3. Magnesium, B Vitamins and Zinc
Magnesium increases the strength of your heart muscle and helps keep heart rhythms (the electrical activity of the heart) steady and smooth. I recommend 150-200 mg/day. The easiest way to get that dose is by taking the Clinical Essentials™ multivitamin. This product also delivers B vitamins and zinc, which are also important for optimal heart health. (Caution: in those with kidney failure, magnesium and many other nutrients should only be taken under a licensed Holistic Health practitioner’s supervision.)

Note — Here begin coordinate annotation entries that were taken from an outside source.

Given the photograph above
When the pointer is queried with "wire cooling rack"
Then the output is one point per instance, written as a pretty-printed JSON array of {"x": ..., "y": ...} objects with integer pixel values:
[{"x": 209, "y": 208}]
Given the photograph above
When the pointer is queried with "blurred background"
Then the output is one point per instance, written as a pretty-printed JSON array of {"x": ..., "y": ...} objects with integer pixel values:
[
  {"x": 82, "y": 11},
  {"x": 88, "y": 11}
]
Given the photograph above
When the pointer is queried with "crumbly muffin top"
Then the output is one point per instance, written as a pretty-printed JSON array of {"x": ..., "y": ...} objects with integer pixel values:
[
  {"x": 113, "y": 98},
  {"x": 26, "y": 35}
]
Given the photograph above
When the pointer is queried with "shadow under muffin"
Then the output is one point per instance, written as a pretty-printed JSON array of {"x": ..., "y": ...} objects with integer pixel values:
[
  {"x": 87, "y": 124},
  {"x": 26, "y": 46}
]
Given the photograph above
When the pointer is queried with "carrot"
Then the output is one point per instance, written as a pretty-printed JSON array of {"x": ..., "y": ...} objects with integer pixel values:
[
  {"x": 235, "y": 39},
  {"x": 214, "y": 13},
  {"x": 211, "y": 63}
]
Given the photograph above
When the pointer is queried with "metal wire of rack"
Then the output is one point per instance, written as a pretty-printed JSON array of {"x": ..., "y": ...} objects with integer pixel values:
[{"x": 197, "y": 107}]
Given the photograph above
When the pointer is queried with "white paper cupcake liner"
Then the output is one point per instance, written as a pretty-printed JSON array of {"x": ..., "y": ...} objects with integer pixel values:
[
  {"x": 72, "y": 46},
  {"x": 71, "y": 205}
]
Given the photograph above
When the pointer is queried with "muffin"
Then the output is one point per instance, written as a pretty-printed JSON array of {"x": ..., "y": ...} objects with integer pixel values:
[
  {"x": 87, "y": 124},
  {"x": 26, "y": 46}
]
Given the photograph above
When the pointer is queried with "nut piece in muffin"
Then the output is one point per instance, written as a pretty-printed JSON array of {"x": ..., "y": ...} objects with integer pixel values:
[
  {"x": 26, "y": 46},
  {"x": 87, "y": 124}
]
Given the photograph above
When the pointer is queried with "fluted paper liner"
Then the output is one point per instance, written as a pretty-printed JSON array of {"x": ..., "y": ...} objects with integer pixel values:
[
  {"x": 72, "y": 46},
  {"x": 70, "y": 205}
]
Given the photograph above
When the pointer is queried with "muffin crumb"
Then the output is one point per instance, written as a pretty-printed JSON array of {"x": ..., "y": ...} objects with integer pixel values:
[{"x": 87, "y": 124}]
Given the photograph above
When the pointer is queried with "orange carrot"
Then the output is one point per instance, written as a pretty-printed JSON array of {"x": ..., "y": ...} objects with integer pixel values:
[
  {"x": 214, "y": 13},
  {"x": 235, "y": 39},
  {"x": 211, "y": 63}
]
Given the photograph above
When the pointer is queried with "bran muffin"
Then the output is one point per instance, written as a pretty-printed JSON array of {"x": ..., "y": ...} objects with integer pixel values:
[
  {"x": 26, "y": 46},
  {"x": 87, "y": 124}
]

4. Omega-3 Fatty Acids From Fish
Even the conservative American Heart Association recommends omega-3 fatty acids to optimize heart health. Their recommendation: 1 gram (1,000 mg) daily of a mixture of DHA (docosahexaenoic acid) and EPA (eicosapentaenoic acid). There are several ways you can get that amount:
- One tablespoon of fish oil, four times a week.
- One serving of fatty fish, such as salmon or tuna, four times a
week. Supertip: Canned white albacore tuna has three times the amount of fish oil as chunk of light tuna. But skip the fast-food fried fish sandwich. Research shows they worsen omega-3 deficiency! - A daily fish oil or Omega 3 supplement. I recommend a highly absorbable supplement from salmon called Vectomega®. One daily tablet can supply very high levels of omega-3s because its absorbs about 50 times better than omega-3s from regular fish oil supplements.
5. Acetyl L-Carnitine
Acetyl L-Carnitine helps the mitochondria (the tiny energy factories in every cell, including the cells of the heart muscle) make energy. I recommend 1,000 mg twice daily for 6 weeks. After that, take 500 mg daily.
6. Hawthorn
In a recent analysis of 14 rigorous studies involving more than 1,000 people, an extract of the herb hawthorn was effective at improving the strength of the heart muscle and blood flow to the heart. I recommend Hawthorn Phytosome from Enzymatic Therapy. Take 2 tablets, three times daily.
All of these can be taken in combination for 6 weeks, at which time the benefits will have occurred. Then dosing can be lowered to what is needed to maintain benefits (with the key items to maintain being ribose, coenzyme Q10 and the multivitamin).